Сергей заглянул в комнату и объявил рекламным голосом:
— Рыбные палочки «Южное море» приготовлены нами из лучших морепродуктов, откормленных экологически чистым планктоном в самых глубоких впадинах Тихого океана. Они ждут вас горячими и аппетитными на свежих листьях капусты, специально выращенных нами на Антильских островах!
Василий Петрович сидел неподвижно, как-то странно глядя в стену поверх телевизора и приложив руку к орденской планке.
— Принеси мне корвалола, Сережа, сказал он с трудом и немного невнятно.
— Чего?
— Корвалола! — отчаянно выдохнул Василий Петрович, поворачиваясь к Сергею, и вдруг заговорил каким-то непонятным для себя образом, словно после тяжелой травмы у него стала вырываться чужеземная речь вместо родной: — Когда у меня пошаливает сердце, мне помогает только корвалол, приготовленный нашими фармацевтами из самых свежих химикатов.
Василий Петрович ясно ощутил, как после этих слов что-то внутри пошатнулось, точно рушился целый мир.
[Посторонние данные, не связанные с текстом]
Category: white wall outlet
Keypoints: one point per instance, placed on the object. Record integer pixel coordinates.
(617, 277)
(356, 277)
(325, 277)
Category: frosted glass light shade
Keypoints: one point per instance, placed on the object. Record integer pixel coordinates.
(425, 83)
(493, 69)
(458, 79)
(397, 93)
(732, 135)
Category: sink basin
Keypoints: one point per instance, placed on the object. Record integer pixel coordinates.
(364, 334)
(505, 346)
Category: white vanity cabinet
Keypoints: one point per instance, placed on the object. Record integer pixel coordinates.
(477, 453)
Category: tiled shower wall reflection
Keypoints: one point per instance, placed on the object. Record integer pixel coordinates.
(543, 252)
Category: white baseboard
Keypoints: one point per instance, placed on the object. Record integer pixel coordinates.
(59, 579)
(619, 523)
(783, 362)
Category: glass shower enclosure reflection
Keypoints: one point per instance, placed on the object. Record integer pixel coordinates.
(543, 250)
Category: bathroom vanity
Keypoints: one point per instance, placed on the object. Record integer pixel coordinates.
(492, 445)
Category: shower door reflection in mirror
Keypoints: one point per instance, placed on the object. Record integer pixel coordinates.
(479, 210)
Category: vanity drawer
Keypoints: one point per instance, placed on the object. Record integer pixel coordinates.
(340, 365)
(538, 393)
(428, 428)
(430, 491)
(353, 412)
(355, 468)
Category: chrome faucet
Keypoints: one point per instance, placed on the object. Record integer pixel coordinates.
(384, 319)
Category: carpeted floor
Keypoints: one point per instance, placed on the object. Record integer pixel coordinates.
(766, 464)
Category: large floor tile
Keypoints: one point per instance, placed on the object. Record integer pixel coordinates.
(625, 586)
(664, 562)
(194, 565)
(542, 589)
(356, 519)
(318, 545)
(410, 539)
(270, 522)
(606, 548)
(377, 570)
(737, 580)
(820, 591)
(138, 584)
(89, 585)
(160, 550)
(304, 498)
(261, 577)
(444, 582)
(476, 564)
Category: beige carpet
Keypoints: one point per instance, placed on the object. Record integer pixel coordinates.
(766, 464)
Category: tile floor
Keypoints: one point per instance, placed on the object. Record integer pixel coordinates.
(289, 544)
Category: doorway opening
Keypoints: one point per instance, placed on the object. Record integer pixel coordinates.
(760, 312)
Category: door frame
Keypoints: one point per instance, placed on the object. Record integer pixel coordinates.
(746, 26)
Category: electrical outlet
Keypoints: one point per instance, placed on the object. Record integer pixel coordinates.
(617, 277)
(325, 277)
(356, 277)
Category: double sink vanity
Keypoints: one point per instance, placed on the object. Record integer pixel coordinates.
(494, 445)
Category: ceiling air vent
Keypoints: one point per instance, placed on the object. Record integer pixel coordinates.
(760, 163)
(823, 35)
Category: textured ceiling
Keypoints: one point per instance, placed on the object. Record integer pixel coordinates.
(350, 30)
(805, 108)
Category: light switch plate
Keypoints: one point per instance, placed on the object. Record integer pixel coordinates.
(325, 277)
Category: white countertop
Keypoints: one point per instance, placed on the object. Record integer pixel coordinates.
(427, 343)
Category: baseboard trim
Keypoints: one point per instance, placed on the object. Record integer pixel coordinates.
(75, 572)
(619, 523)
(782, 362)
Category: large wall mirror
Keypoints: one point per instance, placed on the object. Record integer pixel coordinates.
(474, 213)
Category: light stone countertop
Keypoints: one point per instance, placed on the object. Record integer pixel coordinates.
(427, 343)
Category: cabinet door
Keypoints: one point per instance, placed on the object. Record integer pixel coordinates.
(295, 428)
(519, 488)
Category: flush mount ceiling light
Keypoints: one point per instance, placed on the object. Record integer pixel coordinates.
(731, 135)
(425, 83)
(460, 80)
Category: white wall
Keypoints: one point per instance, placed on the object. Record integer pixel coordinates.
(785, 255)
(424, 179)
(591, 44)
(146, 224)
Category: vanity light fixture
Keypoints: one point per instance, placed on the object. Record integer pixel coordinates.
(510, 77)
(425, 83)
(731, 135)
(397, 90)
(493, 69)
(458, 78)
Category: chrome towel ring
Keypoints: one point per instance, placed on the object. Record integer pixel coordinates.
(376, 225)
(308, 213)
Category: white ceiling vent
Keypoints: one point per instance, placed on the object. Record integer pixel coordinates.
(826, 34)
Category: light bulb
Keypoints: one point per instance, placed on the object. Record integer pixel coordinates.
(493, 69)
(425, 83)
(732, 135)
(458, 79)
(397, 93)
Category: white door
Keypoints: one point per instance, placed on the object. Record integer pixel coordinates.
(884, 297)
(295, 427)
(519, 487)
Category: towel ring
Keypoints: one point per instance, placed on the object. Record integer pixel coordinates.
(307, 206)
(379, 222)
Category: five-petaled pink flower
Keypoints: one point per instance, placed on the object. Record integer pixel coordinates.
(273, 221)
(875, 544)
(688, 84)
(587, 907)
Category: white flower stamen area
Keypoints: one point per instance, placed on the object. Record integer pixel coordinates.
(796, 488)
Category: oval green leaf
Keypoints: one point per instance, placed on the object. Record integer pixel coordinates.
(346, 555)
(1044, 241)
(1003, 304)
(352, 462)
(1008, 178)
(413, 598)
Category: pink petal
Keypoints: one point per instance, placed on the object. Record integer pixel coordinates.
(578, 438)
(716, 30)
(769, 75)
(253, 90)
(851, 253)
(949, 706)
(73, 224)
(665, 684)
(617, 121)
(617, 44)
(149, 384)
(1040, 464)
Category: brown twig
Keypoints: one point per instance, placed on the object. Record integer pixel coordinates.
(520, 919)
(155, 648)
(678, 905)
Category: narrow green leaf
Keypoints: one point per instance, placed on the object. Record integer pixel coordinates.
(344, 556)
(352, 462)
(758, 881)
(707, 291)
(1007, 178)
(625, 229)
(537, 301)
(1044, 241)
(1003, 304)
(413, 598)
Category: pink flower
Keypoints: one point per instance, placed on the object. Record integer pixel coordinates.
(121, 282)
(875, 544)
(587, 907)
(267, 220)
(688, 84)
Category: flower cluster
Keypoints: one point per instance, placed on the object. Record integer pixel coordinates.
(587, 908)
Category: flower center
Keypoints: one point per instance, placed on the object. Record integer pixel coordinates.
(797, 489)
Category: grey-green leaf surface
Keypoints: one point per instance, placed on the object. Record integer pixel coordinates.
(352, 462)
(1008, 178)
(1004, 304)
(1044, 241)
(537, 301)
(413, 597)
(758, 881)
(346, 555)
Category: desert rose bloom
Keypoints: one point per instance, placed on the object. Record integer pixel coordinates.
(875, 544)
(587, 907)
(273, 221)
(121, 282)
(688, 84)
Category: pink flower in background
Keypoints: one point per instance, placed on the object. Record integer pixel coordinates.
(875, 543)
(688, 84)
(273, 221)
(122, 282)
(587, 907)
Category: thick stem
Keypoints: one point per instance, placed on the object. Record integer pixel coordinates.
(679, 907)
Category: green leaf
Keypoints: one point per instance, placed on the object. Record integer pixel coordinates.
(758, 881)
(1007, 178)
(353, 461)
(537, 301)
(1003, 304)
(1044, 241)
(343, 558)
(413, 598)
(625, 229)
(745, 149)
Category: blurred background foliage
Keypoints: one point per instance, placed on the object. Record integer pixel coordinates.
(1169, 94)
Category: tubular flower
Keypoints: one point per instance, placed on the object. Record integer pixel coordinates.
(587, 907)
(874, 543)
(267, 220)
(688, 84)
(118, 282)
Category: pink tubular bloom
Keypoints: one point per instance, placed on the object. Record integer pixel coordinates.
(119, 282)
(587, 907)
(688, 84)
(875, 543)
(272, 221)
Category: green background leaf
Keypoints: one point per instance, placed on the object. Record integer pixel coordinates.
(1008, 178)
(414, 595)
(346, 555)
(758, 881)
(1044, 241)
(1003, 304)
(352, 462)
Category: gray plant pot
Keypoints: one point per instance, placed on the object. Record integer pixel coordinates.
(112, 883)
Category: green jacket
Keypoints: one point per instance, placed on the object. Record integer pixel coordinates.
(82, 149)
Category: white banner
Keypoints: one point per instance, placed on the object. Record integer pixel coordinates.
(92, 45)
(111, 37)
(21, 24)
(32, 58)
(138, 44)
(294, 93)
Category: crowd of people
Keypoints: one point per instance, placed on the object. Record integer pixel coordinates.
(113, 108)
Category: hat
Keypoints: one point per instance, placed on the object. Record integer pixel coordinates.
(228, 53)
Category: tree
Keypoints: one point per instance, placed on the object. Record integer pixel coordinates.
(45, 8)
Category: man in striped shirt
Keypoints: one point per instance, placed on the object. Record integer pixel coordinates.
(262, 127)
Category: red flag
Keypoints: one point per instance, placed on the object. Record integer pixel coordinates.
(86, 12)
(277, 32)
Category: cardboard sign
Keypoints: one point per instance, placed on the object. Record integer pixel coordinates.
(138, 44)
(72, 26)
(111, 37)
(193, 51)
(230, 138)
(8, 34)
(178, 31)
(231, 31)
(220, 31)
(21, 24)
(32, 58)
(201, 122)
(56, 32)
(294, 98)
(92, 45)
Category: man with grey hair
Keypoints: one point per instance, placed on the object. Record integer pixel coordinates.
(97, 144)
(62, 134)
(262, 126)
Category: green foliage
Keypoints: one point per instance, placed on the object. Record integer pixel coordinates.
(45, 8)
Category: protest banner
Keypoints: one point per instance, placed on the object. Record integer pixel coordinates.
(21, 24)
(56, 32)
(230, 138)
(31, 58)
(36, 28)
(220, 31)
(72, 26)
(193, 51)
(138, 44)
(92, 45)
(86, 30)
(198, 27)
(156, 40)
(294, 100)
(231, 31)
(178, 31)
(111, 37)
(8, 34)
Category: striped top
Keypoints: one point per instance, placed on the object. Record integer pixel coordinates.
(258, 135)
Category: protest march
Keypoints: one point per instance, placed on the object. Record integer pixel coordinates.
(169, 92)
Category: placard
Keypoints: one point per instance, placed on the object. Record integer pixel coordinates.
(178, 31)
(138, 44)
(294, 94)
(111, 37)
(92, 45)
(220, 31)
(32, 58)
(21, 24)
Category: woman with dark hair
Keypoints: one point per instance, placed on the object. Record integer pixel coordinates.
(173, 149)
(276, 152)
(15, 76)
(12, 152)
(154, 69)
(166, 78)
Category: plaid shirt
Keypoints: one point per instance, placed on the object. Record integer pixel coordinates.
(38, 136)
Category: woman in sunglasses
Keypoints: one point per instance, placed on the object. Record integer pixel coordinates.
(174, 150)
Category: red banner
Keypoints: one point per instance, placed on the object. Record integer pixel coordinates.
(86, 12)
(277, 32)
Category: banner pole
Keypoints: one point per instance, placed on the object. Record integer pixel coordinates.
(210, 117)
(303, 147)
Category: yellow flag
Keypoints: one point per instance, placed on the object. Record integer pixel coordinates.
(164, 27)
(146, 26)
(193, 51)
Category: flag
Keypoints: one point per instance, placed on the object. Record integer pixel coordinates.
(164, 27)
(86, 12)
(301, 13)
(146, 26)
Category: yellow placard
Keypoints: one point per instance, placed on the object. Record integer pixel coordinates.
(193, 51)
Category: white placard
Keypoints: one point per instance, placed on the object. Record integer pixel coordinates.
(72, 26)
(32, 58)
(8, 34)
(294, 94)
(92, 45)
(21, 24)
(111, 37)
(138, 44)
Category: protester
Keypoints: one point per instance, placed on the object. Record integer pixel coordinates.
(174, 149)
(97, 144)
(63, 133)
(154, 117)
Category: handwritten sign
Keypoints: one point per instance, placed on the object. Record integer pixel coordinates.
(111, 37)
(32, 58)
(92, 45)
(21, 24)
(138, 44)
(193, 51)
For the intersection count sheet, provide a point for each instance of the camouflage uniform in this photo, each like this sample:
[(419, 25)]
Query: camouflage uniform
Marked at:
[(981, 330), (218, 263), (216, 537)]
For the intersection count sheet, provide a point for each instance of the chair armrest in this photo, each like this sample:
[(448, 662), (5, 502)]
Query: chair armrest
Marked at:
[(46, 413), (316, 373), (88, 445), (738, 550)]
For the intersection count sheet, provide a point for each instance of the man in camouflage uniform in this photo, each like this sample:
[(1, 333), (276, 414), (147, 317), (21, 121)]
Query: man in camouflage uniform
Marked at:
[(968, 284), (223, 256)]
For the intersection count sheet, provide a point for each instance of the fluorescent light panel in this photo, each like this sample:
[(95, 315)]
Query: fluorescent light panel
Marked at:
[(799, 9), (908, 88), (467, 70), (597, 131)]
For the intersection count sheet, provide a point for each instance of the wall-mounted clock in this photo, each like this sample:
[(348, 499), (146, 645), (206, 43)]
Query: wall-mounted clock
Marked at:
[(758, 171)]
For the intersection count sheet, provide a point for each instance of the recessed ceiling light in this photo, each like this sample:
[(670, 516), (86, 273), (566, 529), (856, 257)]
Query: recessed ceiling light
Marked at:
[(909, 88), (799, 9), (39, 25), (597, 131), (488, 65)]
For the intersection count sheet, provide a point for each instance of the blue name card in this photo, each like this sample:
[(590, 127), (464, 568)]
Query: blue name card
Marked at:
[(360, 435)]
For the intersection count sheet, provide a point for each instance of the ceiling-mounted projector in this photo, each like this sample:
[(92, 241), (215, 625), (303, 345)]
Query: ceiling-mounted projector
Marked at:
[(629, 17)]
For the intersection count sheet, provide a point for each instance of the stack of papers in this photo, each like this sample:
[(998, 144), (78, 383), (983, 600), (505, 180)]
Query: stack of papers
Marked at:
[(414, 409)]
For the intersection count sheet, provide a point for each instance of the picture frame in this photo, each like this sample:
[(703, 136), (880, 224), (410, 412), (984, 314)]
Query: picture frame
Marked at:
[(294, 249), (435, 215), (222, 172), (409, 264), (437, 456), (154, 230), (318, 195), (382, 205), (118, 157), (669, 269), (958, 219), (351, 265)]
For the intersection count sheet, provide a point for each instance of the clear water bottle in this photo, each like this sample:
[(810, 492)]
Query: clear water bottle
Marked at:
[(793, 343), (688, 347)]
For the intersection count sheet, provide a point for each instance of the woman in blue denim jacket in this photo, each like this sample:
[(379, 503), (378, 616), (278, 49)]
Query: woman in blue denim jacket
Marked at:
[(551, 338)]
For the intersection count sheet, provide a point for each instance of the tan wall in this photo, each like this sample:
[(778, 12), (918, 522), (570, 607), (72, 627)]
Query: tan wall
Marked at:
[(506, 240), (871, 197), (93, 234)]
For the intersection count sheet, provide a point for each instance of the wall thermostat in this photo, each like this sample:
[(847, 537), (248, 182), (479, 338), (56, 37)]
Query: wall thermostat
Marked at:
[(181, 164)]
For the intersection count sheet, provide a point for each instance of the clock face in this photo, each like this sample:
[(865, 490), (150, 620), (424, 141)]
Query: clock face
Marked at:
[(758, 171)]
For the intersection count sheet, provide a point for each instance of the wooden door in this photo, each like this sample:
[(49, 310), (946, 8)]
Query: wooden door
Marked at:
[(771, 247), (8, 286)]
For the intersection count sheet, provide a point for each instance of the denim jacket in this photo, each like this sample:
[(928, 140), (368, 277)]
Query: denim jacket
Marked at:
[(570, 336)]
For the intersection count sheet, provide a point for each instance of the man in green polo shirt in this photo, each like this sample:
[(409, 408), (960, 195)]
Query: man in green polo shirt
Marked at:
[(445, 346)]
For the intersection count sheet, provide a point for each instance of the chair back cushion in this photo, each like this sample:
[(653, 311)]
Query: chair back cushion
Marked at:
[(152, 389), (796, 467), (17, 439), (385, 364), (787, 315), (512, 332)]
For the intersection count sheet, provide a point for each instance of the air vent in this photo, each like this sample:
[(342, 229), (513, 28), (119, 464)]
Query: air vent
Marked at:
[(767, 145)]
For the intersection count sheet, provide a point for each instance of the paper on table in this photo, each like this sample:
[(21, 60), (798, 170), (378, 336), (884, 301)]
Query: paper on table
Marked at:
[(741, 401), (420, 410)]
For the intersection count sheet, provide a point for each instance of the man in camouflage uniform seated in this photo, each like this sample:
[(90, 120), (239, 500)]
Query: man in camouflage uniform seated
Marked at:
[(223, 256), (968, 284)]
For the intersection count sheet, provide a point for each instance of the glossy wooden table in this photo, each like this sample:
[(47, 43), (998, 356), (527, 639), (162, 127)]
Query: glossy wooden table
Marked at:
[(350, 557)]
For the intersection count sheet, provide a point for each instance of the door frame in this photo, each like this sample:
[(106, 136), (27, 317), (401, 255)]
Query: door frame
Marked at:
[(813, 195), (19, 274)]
Он не выдержал и закрыл глаза.
Василий Петрович не верил в Бога, но из детства от бабушки знал, что когда человек умирает, над ним должны петь ангелы. Их-то он сейчас и слышал, и крайне удивлялся.
— Участкового надо вызывать, и бутылку ему — пусть получше смерть зарегистрирует. Сережа, ты — за гробом, найди что-нибудь приличное, чтоб не стыдно было нести. И это… гримера надо!